Why isn't BFC paying for itself through its advertising? Why would not advertising plus the subscriptions of people who actually expect to earn money from this market place (the makers and sellers) be enough to cover your expenses and then some? If you have to charge everyone to cover your requirements, then you have a real dilema, because 80% or more of the people who participate (and buy knives from those advertising and posting here) will leave. This is not a threat, it is an observation derived from 20 years of experience with these services! If 80% or more leave, then who will the advertisers be left advertising to? With whom will knife makers be chatting up in friendly ways on the forums? I'll tell you who, other knife makers and sellers only, because they will be the only ones left.
Sure you'll keep (for a while) the real die-hard collectors who buy a knife or more every month, but the vast majority of people here, like me, buy a few knives a year. It takes a lot of us to add up to enough people to be a reasonably sized market that will attract advertisers and knife makers.
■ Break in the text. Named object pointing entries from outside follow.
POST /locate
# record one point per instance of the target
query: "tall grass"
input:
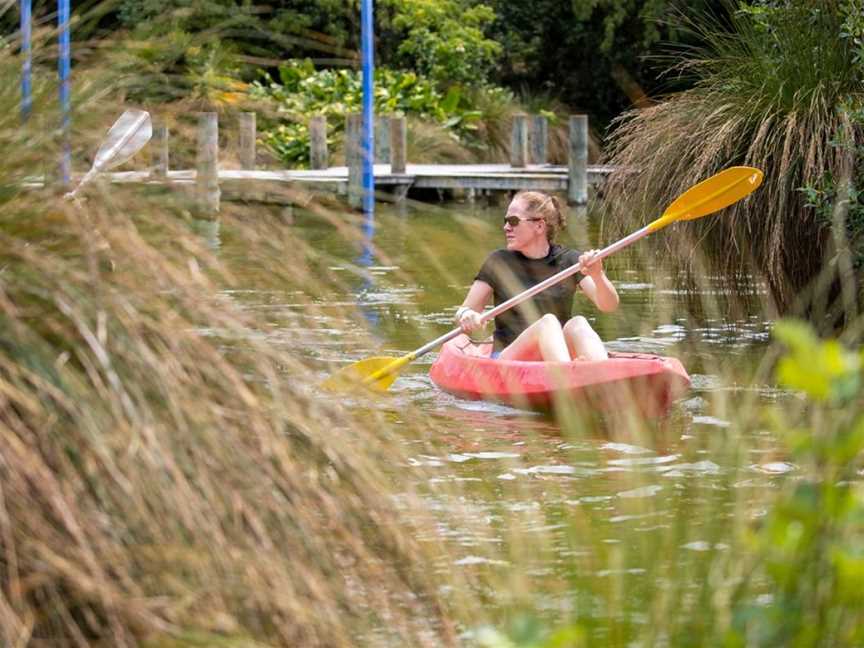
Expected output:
(770, 90)
(167, 476)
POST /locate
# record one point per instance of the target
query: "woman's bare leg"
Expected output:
(543, 340)
(582, 341)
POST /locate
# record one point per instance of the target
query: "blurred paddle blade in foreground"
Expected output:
(371, 373)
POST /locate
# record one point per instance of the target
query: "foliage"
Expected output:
(585, 50)
(443, 40)
(766, 91)
(302, 92)
(809, 545)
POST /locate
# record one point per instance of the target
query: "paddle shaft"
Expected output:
(537, 288)
(105, 161)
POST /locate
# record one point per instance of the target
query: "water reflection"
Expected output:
(366, 260)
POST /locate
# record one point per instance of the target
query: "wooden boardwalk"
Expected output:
(260, 184)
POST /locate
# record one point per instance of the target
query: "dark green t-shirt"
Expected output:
(510, 273)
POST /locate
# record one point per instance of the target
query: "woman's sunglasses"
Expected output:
(513, 221)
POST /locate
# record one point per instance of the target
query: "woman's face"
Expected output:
(527, 232)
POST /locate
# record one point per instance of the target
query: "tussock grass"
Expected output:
(155, 483)
(769, 93)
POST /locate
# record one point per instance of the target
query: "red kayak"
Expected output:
(648, 382)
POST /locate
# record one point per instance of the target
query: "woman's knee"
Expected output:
(549, 323)
(577, 324)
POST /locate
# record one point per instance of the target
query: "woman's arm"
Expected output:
(468, 315)
(596, 285)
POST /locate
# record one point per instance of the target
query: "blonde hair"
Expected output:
(545, 206)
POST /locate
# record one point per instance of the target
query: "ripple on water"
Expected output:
(643, 461)
(645, 491)
(624, 448)
(557, 470)
(774, 468)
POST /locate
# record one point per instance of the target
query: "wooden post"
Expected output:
(382, 139)
(318, 142)
(354, 159)
(577, 187)
(398, 145)
(207, 163)
(519, 141)
(247, 140)
(538, 136)
(160, 150)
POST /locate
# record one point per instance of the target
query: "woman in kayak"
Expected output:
(539, 328)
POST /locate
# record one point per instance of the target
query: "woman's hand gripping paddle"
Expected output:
(707, 197)
(127, 136)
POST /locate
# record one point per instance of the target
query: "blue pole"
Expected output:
(368, 135)
(64, 70)
(27, 63)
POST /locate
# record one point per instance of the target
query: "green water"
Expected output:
(592, 523)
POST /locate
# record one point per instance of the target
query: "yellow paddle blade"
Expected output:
(372, 373)
(711, 195)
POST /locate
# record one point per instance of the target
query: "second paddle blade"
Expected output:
(359, 374)
(715, 193)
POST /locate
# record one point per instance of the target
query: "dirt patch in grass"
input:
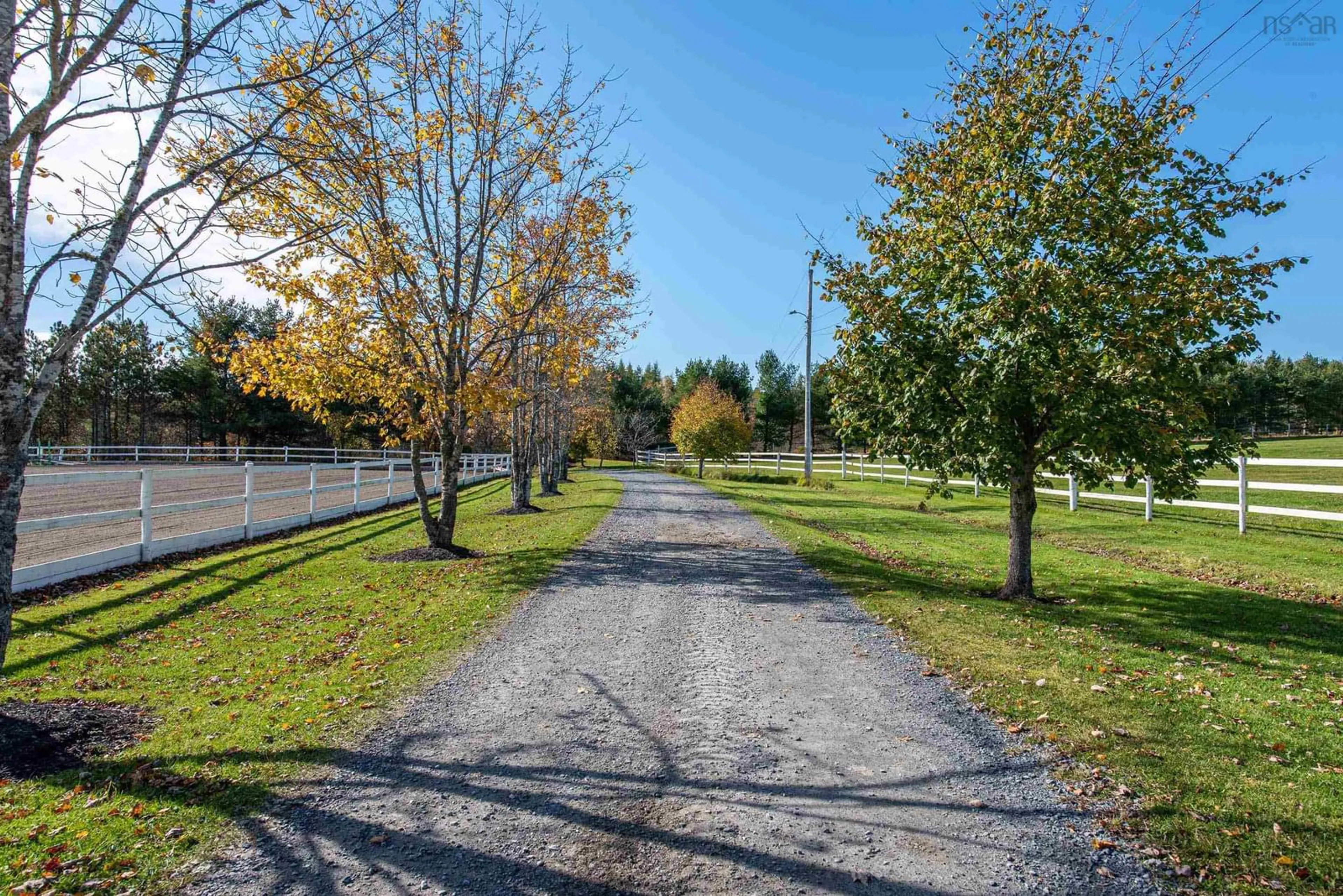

If you're going to keep this market place attractive to me and those like me, you've got to give us free access. Make your money by taking a cut from the guy I buy a knife from whose work I saw here in this market! That makes sense. Charging me to get into the market doesn't make sense, because I'll just take my business to other existing free markets (and there are others besides the usenet too). What will happen is that all the sellers will eventually migrate to those markets too because most of the buyers have gone there, at first, mostly to talk which is 99% of what people do here. That is why you can't have an Ebay on the usenet, because other-than-communications services are intrinsic to what Ebay does. That is not the case for BFC. For you, the other-than-communications services are an adjunct, not your central function.
Believe me I feel the pain of your dilema. I'm sure you grew this enterprise in the full expectation that advertising plus fees for direct marketing (sellers) would be all that was needed, and the market would be open to all comers with everybody happy because the buyer doesn't have to pay anything unless he actually buys, and the seller, while he has to pay to be in the market knows that he is going to be surrounded by large volumes of people who all want to buy knives or they wouldn't be here. I guess the magic trick is to find a level of service (your hosting, hardware, software, etc) whose cost is actually covered by those expecting to make money from the enterprise. I'd be happy to help you find that happy medium if I can be of service.
My hat's off to you, and I do wish you luck which ever way you decide to go.